Bastıkları kitapların tümünü, kağıt haliyle satamayan yayınevleri, onları
e-kitap haline getirip, çok daha ucuz bir fiatla İnternet adreslerinde
okuyucuya sunuyorlar. Özellikle yaşı genç okurlar arasında e-kitap, bir orman yangını
gibi hızla yayılmakta.
Bu arada bazı Internet kitap firmaları, yazdıklarını
henüz kitap halinde bastıramamış yazarlara da yeni bir hizmet sunuyor:
Kitabınızın, sizin tarafınızdan düzenlenerek e-kitap halinde doğrudan okuyucuya
ulaştırılması. İşin teknik yönünden
biraz anlıyorsanız, kitabınızı birkaç saatlik bir çalışma sonunda istenen
formata getirip, kendi tesbit ettiğiniz bir fiatla satışa çıkarabiliyorsunuz. Yayınevi
yok, bir sürü para bağlamak zorunluluğu yok, beklemek yok, baskı yok, dağıtım yok.
Yalnızca, size bu olanağı tanıyan platforma satıştan belli bir yüzde
veriyorsunuz. E-kitabınızın okunması konusundaki şart, basılması halindeki
şartla ayni: Okuyucuyu saran birşeyler yazmışsanız, e-kitap olarak da satılıp
okunuyor. (Türkiye’de bildiğim kadarıyla henüz böyle bir hizmet nedense yok.)
Bütün bunları irdeledikten sonra elbette ki, blog
yazmakla, herhangi bir kitap yazmanın birbirinden çok farklı şeyler olduğuna da
değinmek gerek.
Kitap, ele aldığınız konuya ve yazdığınız türe göre, uzun
vadeli bir çalışma gerektiren, sabır, azim isteyen bir uğraş. Kağıt üzerinde
olduğundan, nerede kaldığı ayrı bir sorun olmakla birlikte, kalıcı.
Blog gündelik bir çalışma, güncel olmalı, kısa ve öz
olmalı, çarpıcı olmalı vesaire.

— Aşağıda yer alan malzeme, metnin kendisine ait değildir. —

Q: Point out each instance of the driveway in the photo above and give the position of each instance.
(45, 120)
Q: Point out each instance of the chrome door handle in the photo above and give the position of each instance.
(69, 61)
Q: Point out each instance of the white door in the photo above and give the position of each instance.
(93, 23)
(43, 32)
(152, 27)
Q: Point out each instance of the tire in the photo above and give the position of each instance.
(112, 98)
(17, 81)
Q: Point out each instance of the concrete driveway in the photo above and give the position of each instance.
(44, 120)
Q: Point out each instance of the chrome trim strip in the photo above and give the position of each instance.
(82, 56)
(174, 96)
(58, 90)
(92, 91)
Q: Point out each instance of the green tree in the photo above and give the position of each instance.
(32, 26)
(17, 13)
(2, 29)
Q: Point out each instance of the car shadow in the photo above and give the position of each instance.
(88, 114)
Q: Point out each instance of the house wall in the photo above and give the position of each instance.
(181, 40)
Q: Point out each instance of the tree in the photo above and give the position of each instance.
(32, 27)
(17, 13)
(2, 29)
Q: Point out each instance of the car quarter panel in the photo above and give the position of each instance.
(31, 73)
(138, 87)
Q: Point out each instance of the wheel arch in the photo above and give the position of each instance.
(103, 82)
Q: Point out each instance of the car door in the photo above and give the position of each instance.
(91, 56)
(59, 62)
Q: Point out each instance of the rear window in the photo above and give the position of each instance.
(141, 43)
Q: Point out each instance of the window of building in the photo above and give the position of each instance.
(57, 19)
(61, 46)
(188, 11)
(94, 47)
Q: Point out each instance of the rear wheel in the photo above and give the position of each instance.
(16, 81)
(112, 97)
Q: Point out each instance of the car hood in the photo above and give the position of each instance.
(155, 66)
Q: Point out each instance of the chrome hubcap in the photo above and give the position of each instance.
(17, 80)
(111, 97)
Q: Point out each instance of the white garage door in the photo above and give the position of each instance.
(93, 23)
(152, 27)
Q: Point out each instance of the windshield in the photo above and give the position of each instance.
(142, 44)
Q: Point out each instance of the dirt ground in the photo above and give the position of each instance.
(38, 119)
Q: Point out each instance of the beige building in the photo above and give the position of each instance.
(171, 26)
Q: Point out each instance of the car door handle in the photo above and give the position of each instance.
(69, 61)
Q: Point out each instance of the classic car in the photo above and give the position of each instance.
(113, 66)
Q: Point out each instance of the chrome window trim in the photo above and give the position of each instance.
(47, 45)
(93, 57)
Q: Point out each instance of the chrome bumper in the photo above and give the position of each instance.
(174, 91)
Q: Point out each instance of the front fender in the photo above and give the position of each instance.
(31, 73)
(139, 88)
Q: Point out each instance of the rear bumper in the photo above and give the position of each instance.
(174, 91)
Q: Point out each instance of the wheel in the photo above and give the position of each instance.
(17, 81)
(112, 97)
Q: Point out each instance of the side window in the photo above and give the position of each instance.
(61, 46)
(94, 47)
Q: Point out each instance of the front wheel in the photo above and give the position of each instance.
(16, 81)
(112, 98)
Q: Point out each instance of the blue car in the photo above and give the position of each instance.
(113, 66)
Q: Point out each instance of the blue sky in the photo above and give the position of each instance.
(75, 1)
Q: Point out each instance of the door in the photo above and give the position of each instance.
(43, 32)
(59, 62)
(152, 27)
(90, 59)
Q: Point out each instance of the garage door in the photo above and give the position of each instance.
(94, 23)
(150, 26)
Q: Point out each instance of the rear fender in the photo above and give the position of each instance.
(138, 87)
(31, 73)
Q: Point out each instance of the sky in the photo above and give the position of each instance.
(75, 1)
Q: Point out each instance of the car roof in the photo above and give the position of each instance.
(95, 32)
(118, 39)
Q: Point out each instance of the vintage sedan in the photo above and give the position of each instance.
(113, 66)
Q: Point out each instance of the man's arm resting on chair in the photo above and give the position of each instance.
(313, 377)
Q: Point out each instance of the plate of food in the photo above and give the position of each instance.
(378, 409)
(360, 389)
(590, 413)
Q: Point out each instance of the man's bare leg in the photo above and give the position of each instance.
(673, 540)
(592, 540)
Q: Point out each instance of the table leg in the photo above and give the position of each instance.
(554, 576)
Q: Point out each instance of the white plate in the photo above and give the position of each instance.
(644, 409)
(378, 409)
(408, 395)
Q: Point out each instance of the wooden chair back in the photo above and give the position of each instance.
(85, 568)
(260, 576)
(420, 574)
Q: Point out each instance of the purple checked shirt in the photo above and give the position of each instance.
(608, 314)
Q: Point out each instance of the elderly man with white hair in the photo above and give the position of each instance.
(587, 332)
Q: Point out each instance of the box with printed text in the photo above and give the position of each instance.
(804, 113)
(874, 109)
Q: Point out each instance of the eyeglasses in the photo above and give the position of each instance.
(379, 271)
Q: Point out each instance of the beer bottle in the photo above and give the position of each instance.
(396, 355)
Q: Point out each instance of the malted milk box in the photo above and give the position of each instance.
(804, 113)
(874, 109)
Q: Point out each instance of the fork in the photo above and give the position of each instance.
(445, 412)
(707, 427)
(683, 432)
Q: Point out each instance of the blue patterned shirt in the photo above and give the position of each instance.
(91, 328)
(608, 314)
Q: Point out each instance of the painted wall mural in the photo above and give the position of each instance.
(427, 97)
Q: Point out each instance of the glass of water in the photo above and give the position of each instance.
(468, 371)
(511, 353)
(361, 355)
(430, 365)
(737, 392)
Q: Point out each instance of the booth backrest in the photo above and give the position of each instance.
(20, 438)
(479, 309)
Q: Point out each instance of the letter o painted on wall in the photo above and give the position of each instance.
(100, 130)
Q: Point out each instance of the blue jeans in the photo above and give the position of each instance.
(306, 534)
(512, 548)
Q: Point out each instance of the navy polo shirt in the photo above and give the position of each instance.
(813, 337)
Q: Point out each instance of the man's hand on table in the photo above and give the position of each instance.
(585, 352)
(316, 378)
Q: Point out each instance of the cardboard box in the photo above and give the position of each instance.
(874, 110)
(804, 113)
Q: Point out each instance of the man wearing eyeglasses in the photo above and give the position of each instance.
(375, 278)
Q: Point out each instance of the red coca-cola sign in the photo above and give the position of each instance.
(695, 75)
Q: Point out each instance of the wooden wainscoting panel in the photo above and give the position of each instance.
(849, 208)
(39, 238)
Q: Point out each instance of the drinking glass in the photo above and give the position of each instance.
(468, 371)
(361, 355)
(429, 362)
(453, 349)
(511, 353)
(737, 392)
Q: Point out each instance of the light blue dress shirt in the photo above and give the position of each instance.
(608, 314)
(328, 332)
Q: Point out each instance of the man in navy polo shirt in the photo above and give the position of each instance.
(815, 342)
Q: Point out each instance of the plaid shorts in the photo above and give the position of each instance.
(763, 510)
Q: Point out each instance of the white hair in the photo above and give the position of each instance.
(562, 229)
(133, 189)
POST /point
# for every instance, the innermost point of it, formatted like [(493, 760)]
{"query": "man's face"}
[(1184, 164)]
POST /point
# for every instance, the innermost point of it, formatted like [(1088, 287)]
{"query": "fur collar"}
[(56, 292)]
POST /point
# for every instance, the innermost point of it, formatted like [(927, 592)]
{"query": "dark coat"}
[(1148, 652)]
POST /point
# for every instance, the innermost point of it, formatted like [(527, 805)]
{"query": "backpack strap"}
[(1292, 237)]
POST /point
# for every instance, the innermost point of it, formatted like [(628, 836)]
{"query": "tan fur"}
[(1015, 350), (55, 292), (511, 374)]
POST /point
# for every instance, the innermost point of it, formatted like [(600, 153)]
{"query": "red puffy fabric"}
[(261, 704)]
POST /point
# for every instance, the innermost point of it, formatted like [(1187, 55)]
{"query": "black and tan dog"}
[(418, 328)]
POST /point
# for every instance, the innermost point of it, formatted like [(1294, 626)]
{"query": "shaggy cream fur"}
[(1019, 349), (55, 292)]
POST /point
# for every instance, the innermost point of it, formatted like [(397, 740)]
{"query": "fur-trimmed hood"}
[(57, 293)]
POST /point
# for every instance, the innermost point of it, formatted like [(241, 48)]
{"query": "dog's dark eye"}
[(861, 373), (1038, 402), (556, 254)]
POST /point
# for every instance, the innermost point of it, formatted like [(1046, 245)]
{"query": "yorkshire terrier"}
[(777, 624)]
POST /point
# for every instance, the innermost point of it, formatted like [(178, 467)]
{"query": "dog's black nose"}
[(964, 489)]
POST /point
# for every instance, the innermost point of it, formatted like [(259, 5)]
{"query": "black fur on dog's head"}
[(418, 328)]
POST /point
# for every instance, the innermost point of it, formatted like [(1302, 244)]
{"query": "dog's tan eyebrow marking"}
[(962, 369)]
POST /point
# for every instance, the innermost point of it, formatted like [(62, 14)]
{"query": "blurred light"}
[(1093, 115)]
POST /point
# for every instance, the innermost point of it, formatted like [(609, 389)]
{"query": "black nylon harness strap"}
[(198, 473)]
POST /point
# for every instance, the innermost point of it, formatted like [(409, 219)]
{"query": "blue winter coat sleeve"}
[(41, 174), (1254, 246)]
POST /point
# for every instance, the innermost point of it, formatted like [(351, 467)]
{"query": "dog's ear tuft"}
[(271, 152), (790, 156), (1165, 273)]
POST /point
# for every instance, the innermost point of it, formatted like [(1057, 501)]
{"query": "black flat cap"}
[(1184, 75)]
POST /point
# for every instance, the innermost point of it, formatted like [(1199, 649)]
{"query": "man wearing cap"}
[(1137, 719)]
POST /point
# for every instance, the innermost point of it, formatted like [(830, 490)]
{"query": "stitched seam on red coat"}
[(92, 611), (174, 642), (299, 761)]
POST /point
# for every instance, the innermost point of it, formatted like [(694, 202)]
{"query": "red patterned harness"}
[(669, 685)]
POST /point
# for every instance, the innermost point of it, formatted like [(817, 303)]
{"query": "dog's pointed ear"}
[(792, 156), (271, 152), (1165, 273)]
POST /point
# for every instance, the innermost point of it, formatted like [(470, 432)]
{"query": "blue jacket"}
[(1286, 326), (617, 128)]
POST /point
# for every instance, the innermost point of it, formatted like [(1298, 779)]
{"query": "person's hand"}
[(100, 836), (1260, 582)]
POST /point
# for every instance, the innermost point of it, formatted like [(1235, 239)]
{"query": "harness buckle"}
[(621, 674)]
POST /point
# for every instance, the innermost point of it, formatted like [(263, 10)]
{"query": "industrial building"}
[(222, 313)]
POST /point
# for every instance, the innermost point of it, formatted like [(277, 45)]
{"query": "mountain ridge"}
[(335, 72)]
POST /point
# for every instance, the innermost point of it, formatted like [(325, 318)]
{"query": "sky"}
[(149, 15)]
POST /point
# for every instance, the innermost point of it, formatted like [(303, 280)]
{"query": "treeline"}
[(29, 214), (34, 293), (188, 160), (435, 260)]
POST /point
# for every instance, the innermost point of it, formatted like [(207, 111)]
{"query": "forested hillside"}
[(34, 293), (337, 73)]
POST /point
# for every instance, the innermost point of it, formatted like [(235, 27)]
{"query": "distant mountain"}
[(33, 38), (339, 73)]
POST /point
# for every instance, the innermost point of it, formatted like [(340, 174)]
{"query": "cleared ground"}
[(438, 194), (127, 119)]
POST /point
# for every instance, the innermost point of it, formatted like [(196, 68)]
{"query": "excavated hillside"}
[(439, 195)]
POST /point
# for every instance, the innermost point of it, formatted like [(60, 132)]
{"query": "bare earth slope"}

O da kalıcı ama başka bir ortamda. Ve tabii
bulunduğu ortam, şimdiye kadar bazı blog sitelerinin kapatıldığı gibi,
kapatılmazsa. Öyle de olsa, isim yapmış bir blog yazarının, kendi İnternet
sitesiyle okuyucusuna ulaşmaya devam edebilmesi olanağı var. Ayrıca bloğun,
vakti veya sabrı kıt olan okura, çabuk birşeyler ulaştırması açısından da bir artısı
var.
Konu daha uzun, tartışılacak çok yönü de var. Blog mümkün
olduğunca kısa olmalı kuralına uymaya çalışarak şimdilik bitirelim.
İnternet’in basılı yayın dünyasının saltanatını temellerinden
sallamakta olduğu olgusu, bir gerçek.
Ayağını hangi kaide üzerine koymak isteyeceği de, bu
şartlar altında, artık herkesin kendi bileceği bir şey.
Blog mu yazarız artık, yoksa kitap mı, tabii ki
sonuçlarını da göze alarak, paşa gönlümüze kalmış yani.
Not: Yazıyı
yazdıktan sonra öğrendiğime göre Türkiye’de de isteyene e-kitap düzenleyip
satma olanağı sağlayan firmalar varmış.